The Funerary Complex is symbolic. It was fashioned after the existing structures of the state capital, in order for the pharaoh to repeat in the afterlife his earthly experience. All the principal elements are presented in pairs, indicating that all rituals and activities were carried out twice: in the pharaoh's capacity first as King of Upper Egypt, and then as King of Lower Egypt. Naturally the monuments shed much light on the functions of the pharaoh, and the manner in which the distant provinces of Egypt were brought into relationship with the central power.

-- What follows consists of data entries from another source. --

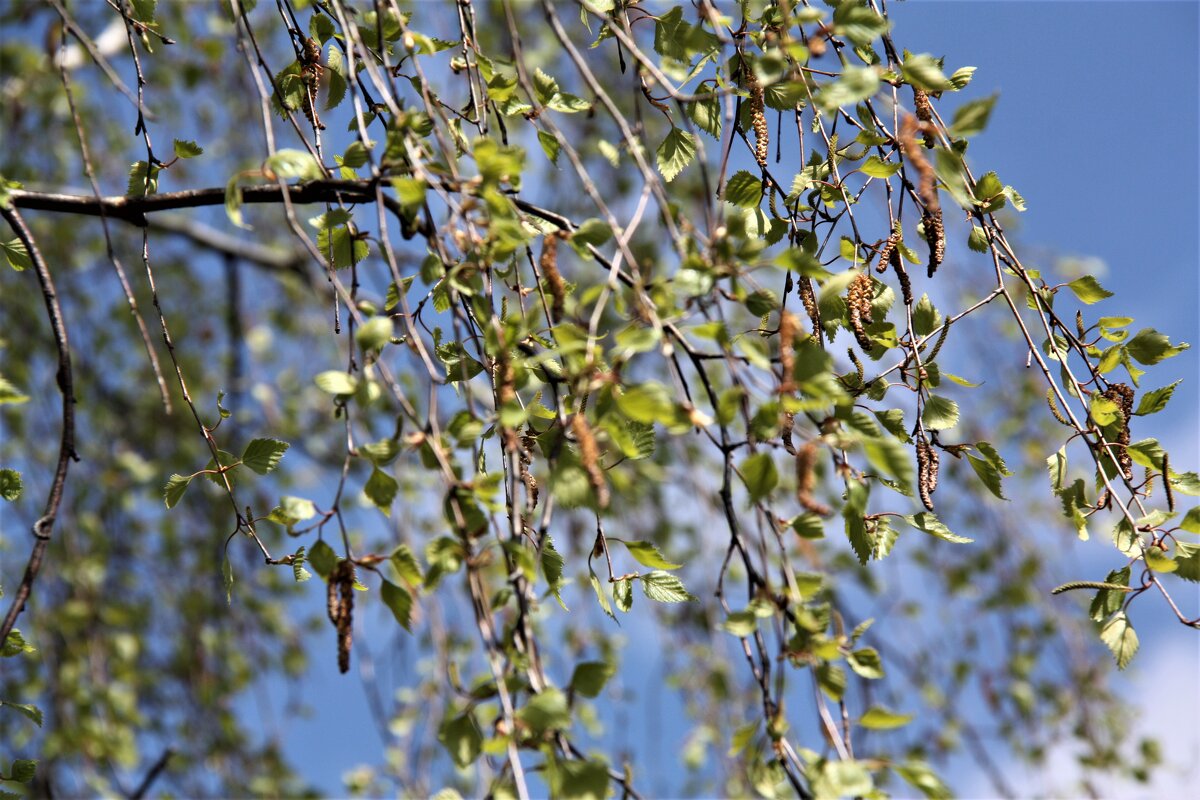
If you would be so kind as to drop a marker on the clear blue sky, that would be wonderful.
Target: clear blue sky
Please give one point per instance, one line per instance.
(1097, 128)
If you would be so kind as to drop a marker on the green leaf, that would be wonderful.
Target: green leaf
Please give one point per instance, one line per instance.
(589, 678)
(323, 559)
(174, 489)
(547, 710)
(744, 190)
(263, 455)
(929, 523)
(881, 719)
(972, 118)
(1089, 289)
(10, 394)
(15, 644)
(760, 475)
(923, 71)
(23, 770)
(405, 561)
(381, 488)
(647, 403)
(648, 555)
(888, 456)
(294, 163)
(16, 254)
(227, 578)
(676, 152)
(336, 382)
(1150, 347)
(1153, 402)
(10, 485)
(875, 167)
(623, 594)
(940, 413)
(400, 601)
(187, 149)
(30, 711)
(461, 738)
(856, 84)
(865, 662)
(373, 334)
(665, 588)
(1120, 637)
(143, 179)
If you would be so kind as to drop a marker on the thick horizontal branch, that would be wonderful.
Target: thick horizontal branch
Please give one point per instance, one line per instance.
(133, 209)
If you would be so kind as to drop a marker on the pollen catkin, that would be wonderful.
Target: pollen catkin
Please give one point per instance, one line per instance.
(925, 114)
(809, 300)
(553, 278)
(759, 120)
(889, 253)
(589, 453)
(807, 479)
(340, 605)
(311, 72)
(928, 463)
(1122, 396)
(858, 301)
(787, 328)
(935, 234)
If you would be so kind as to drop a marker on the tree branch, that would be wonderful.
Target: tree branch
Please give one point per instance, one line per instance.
(133, 209)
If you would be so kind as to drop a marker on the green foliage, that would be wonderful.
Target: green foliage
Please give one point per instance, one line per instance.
(660, 336)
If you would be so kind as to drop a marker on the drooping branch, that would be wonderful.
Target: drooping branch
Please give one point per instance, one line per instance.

Zoser's vizier architect, Imhotep, the first architect whose name has been recorded in history, chose to build his pharaoh's funerary complex in stone. Until this time royal tombs had been built of sun-dried brick. Stone had been used for doorways or for the flagstones of a tomb chamber only. Imhotep therefore had no architectural tradition from which to draw, and was obliged to turn to existing forms. He observed the bundles of reeds tied together at the corners of brick structures with heads fanning out, and, transcribed into stone, these became the fasciculated column with capital seen in the entrance colonade; he simulated in stone the logs placed edgewise to form a roof; palm stalks, reed fences, matting, papyrus and other soft materials of which the contemporary houses were constructed, and which have all perished, thus became petrified in a medium that lent itself to stateliness and austerity.
The importance of this funerary complex is therefore twofold. It mirrors the structures of the state capital, from which we can glean the administrative and religious activities at the time; and, faultlessly copyies nature's themes. Imhotep created a diversity and originality of architectural style that has never been surpassed. He bequeathed a legacy to which architecture, through the Greeks and Romans, was to return time and again.
graphic
Three architectural inventions appear for the first time in world history at Saqqara
  • Ashlar masonry. The Third Dynasty funerary precinct of Zoser at Saqqara is the first major architectural enterprise to be executed in stone throughout. Moreover, the fine limestone blocks are in ashlar masonry. That is, they are parallelepipeds, six-faced regular solids of standard sizes, laid in regular horizontal courses. Before this, such monuments were of mud brick. Imitating the regularity of the six-  faced bricks (top, bottom and four sides), the Saqqara limestone blocks are examples of skeuomorphism, a learned term for the migration of a form native to one medium into another. Once invented, ashlar masonry had a great future. One thinks of the walls of Greek monumental buildings, not to mention countless stately banks, libraries, and governmental buildings of our own time—all executed in ashlar masonry. It is sometimes assumed, by the way that standardization is a product of our own industrial age. However, standarized bricks and limestone blocks long preceded it.
  • Modularity. The invention of ashlar is probably the first instance of the principle of modularity—the regular "scansion" of space using architectural means. A kind of negative version appears in the regular bays of Egyptian temples and hypostyle halls.
  • Columnar architecture. The Saqqara complex shows several types of engaged (attached) columns. Later, the columns are freestanding, surmounted by capitals, and marshaled into rows (colonnades). Indebted to Egypt, columnar architecture was fundamental in ancient Greece, Rome, and the Renaissance.